Execs Say Phishing Is Biggest Threat To Business
By: Jim Stickley and Tina Davis
December 18, 2019
A recent report finds enterprise leaders believe phishing is the top threat to their organizations. The State of Security Awareness Training report by CybeReady shows 75% of executives believe email phishing attacks and the poorly trained employees who act on them can spell big trouble for business. Although they believe cyber education for employees is vital to security, 60% of staff receive training less than once every four months. The divide between phishing as a known threat and providing the proper training needed to avoid being the next victim has yet to be bridged. The future success of an enterprise may depend solely on an employee knowing the signs and signals of a phishing email.

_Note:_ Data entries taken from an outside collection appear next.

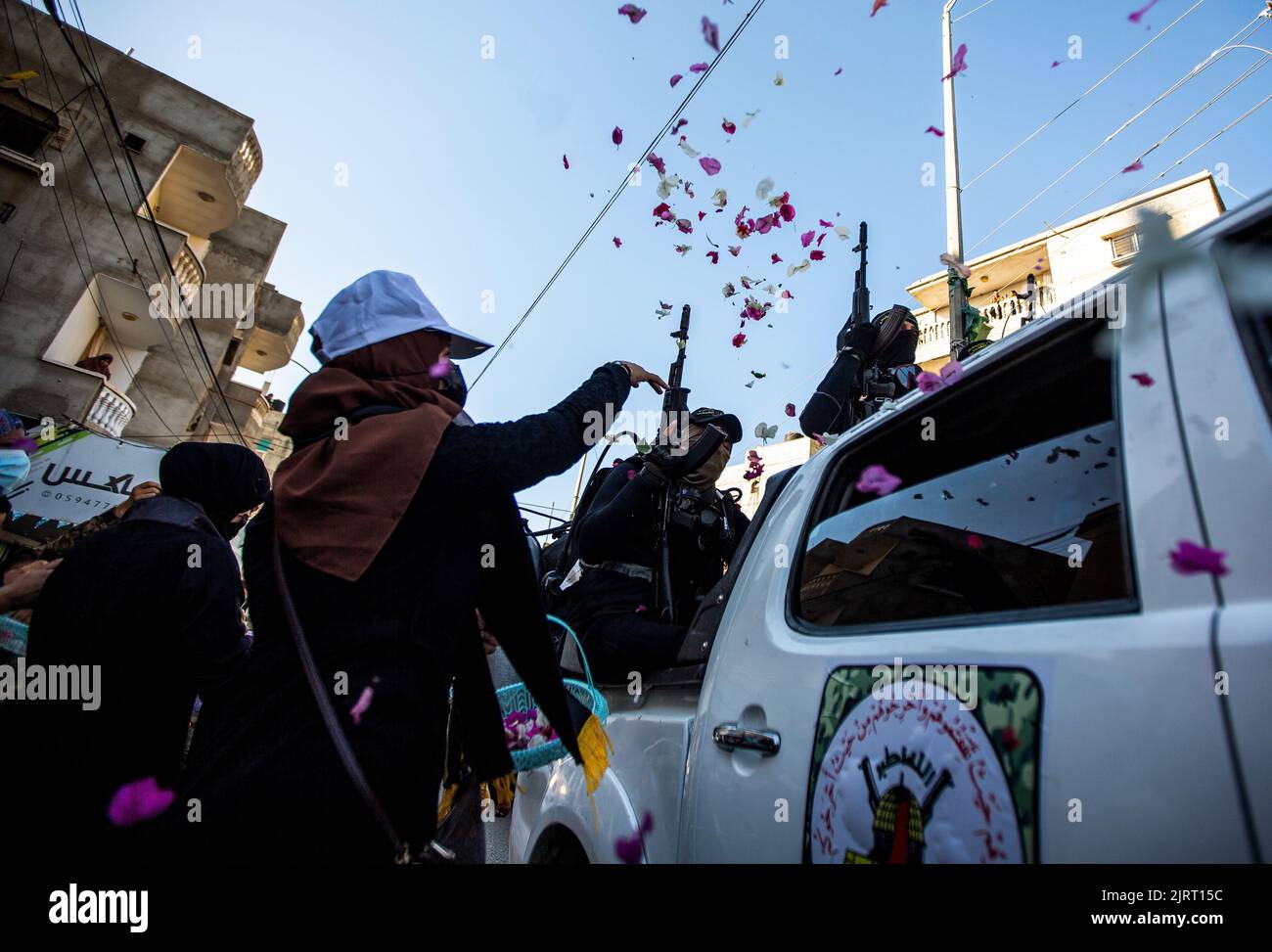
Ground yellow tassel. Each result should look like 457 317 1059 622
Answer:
579 714 614 796
490 773 517 816
579 714 614 834
437 784 459 825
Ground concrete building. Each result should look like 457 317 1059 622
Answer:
0 0 304 445
716 432 822 518
906 170 1224 371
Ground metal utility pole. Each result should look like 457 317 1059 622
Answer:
941 0 967 359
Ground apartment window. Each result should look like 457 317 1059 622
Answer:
0 89 59 159
793 321 1135 634
1110 232 1140 263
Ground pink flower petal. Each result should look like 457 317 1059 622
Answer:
1170 540 1229 576
348 685 376 727
106 776 177 826
857 463 900 496
614 809 654 866
941 43 967 81
703 17 720 52
915 371 945 393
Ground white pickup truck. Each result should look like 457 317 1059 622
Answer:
510 195 1272 863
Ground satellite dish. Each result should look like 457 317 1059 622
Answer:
755 422 777 444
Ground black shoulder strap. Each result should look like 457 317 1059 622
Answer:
272 529 411 863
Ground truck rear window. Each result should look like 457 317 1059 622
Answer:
794 321 1135 629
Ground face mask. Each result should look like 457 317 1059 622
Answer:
0 449 30 492
437 360 468 406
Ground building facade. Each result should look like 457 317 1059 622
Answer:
0 0 304 445
716 432 822 518
906 170 1224 371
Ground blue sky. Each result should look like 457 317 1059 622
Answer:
81 0 1272 523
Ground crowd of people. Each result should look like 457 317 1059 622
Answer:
0 271 747 862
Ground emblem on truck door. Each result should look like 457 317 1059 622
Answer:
804 667 1042 863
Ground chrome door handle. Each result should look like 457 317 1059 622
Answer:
711 724 783 757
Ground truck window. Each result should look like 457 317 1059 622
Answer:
793 318 1135 634
1215 219 1272 425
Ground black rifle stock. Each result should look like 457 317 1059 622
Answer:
654 304 690 625
835 221 870 350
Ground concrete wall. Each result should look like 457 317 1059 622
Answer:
0 0 298 453
716 432 822 517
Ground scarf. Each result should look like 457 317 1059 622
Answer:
274 331 459 581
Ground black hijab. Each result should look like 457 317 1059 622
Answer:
159 443 270 540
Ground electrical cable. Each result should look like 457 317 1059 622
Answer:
468 0 764 393
968 14 1268 252
951 0 1205 192
45 0 247 447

Investing in systems security is a big part of staying safe and should be continually updated to address new and trending threats. However, 58% of decision makers believe awareness training surpasses technology solutions, and that investing in educating employees is just as important. Although it need not be a financial investment like system security, customized cyber education on a regular, even monthly, basis keeps employees on their toes and aware of ever-changing strategies and methods that hackers continue to refine.
And since it’s not just phishing emails anymore, well trained employees also know that websites and links also need scrutiny and validation before being acted upon. Before hitting that return or enter key, it’s imperative these days to triple check the URL.
Smart and effective awareness training can also teach employees in particular job functions about the unique phishing challenges they may face. For instance, someone working with finances may receive phishing that targets payment accounts. A hacker can create fake emails and invoices from a trusted vendor, and an employee who knows how to tell the difference doesn’t send company funds into a hacker’s account.
Research shows that 60% of small-to-medium-sized businesses fail to recover within six months of a data breach. Smart enterprise leaders know the threats facing an organization are many and their cyber-smart employees know the signs and signals to look for. Occasional employee training isn’t enough anymore and should be part of the commitment a company makes to its current and future cybersecurity efforts. Like using the right technology to keep data systems safe, the right employee education is just as important. Experts agree, a robust plan of regular training that’s relevant, data driven, and memorable a can benefit an enterprise as much as the best system security can.